• bir nietzsche eseri. çekiçle nasıl felsefe yapılırın bir örneğini göreceğiz şimdi, ne demek istiyor bu deyiş onu daha iyi açıklamış olacağız:

    varlığı yerinden çekip çıkarırsınız, varlığın çivisi paslı dersiniz; varlığın pasını sökmek için uğraşırsınız ve bunu yaptığınızda gördüğünüz varlık-olmayan ne varsa odur: sonra varlık unutulmuştur; varlık ile çivinin varolması arasındaki ayrımın unutulmasına yani varlık ile varolanların arasındaki ayrıma götürürsünüz bu unutuşun kaynağını. pası sökersiniz ama gidip yerine başka bir çivi önerirsiniz, buna zamanın çivisi dersiniz ve varlık ile zamanı aynı deliğin içine tıkmaya, çakmaya çalışırsınız. ama bu sefer de duvarın engelleyiciliğiyle karşılaşırsınız, gerisin geriye bir dönüş (kehre) yaparsınız ve batı metafiziği' nin üzerinden konuşmaya devam edersiniz, kısacası pası alınmış çiviyi tekrar deliğine sokarsınız. yaptığınız şey varlığın kalınlığını azaltmak ve içerde pasın kalınlığının eksikliğinden dolayı oluşan boşluğu sorgulatmak olur: buna hakikatin yeniden değerlendirilmesi yolunda nietzscheci bir heidegger ontolojisi dendiğinde çekiçle nasıl felsefe yapılır bir örneğini vermiş olursunuz. haa tabi varlık ile uygun konuşabildiniz mi; aslında varlığın kendisi olan duvara çaktığınız onlarca çividen başka nedir ki! bir çivi ki çakılan zaman diliminde etrafındaki bütün çivilerden bağışık kalmıştır: çiviyi çakan şey, duvarın üzerinde çakılı bulunanlardan yapılı çekiçtir, kısacası batı metafiziği ve onun tarihidir. çekiçle felsefe nasıl yapılır, çekiçle varlığın tarihini sorgulayarak yapılır.

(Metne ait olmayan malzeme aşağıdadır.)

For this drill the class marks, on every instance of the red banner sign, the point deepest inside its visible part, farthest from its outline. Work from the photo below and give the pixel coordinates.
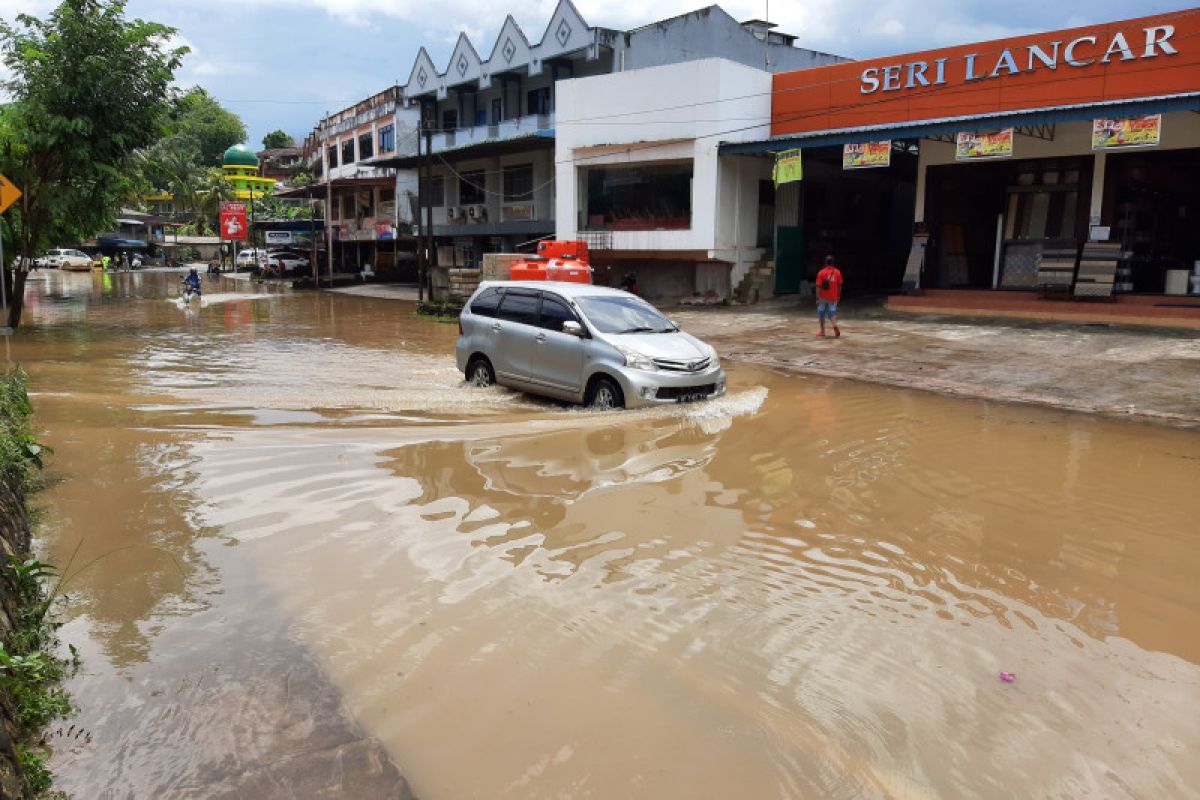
(233, 221)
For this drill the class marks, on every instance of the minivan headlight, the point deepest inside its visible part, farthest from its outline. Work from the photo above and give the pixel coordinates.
(635, 360)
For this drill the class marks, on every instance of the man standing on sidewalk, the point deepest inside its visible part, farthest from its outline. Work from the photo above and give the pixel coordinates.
(828, 294)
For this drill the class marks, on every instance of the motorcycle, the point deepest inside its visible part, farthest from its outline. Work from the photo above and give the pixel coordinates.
(187, 292)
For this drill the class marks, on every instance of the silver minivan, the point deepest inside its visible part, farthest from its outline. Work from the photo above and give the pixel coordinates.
(582, 343)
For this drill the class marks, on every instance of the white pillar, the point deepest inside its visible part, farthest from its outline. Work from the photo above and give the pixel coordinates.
(1097, 188)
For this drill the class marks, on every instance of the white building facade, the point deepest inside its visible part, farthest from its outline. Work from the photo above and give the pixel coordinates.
(639, 175)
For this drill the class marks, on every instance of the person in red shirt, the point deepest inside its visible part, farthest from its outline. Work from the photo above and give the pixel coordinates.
(828, 294)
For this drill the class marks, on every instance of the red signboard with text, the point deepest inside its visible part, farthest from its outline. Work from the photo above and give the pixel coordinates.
(1151, 56)
(233, 221)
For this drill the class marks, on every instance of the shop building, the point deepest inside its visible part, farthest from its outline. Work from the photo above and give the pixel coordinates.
(496, 116)
(645, 187)
(354, 196)
(1061, 164)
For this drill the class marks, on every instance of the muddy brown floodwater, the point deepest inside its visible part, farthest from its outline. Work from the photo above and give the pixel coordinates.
(312, 564)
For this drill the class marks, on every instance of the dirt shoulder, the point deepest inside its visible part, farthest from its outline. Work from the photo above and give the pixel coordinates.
(1147, 373)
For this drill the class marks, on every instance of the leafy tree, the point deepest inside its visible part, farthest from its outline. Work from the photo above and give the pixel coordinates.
(276, 139)
(198, 116)
(89, 89)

    ayrıca putların batışında - ya da- çekiçle nasıl felsefe yapılır?
  • "if the onyl tool u have is a hammer, you tend to see everything as a nail" şeklinde cevabı olabilen soru.
  • bir friedrich nietzsche deyişi, 30 eylül 1888 torino, tüm değerlerin yeniden değerlendirilişinin ilk kitabının bittiği gün:

    "gerçekliklerden fazla put var dünyada: budur benim kötü bakışım dünyaya, benim kötü kulağımdır aynı zamanda... burada bir kez çekiçle sorular sormak ve belki yanıt olarak o ünlü içi boş sesi dinlemek, o şişkin barsaklardan geleni - nasıl da çekicidir bu, kulaklarının ardında kulakları olan biri için - eski bir psikolog ve fareli köyün kavalcısı olan, tam da sessiz kalmak isteyenin, karşısında yüksek sesli olması gerektiği, benim için."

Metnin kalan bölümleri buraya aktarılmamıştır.